En un dictamen aprobado por los legisladores se estableció que se debe obligar a fabricantes, distribuidores y expendedores de videojuegps para explicar en el exterior del producto "con letras, grandes y claras" las condiciones para su uso.
Asimismo, pidieron fijar el tiempo recomendado para un juego, así como la postura corporal correcta para evitar posibles trastornos musculares, óseos, articulares, anímicos y psicológicos.
Los senadores mexicanos señalaron que es urgente regular esta actividad debido a que la adicción a estos productos de entretenimiento puede causar trastornos en el comportamiento de los menores, incluso alterar su identidad y crearles psicopatologías.
Al respecto, la senadora María Elena Orantes del opositor Partido Revolucionario Institucional (PRI) destacó que es necesario tomar más medidas preventivas al respecto en materia de salud.

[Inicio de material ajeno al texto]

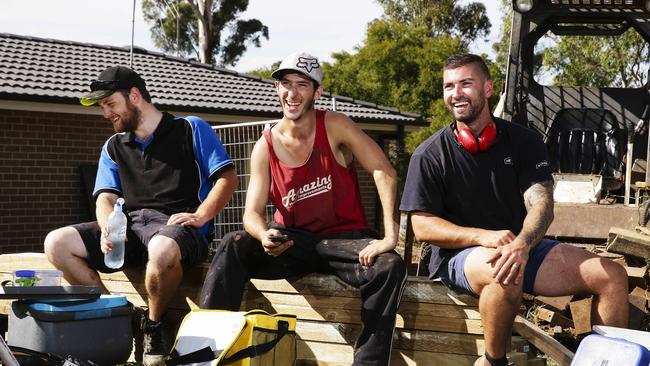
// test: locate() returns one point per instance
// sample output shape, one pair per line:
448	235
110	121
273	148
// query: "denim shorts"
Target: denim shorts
143	225
452	269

Señaló que los niños pasan demasiadas horas con este pasatiempo, lo que además "de aislarlos socialmente de la familia, les causa problemas de salud (...) e inclusive problemas neurológicos".
Otro de los factores negativos que expuso al referirse al contenido de los videojuegos fue la violencia a la que incitan y que a la larga, dijo, los niños ven como algo normal.
Sobre el asunto terció también el senador Guillermo Tamborrel, del Partido Acción Nacional (PAN), quien coincidió en señalar citando datos del Instituto Mexicano del Seguro Social (IMSS) que entre el 40 y 60 por ciento de los aficionados a estos productos padecen alguna patología, en muchos casos lesiones en los tendones.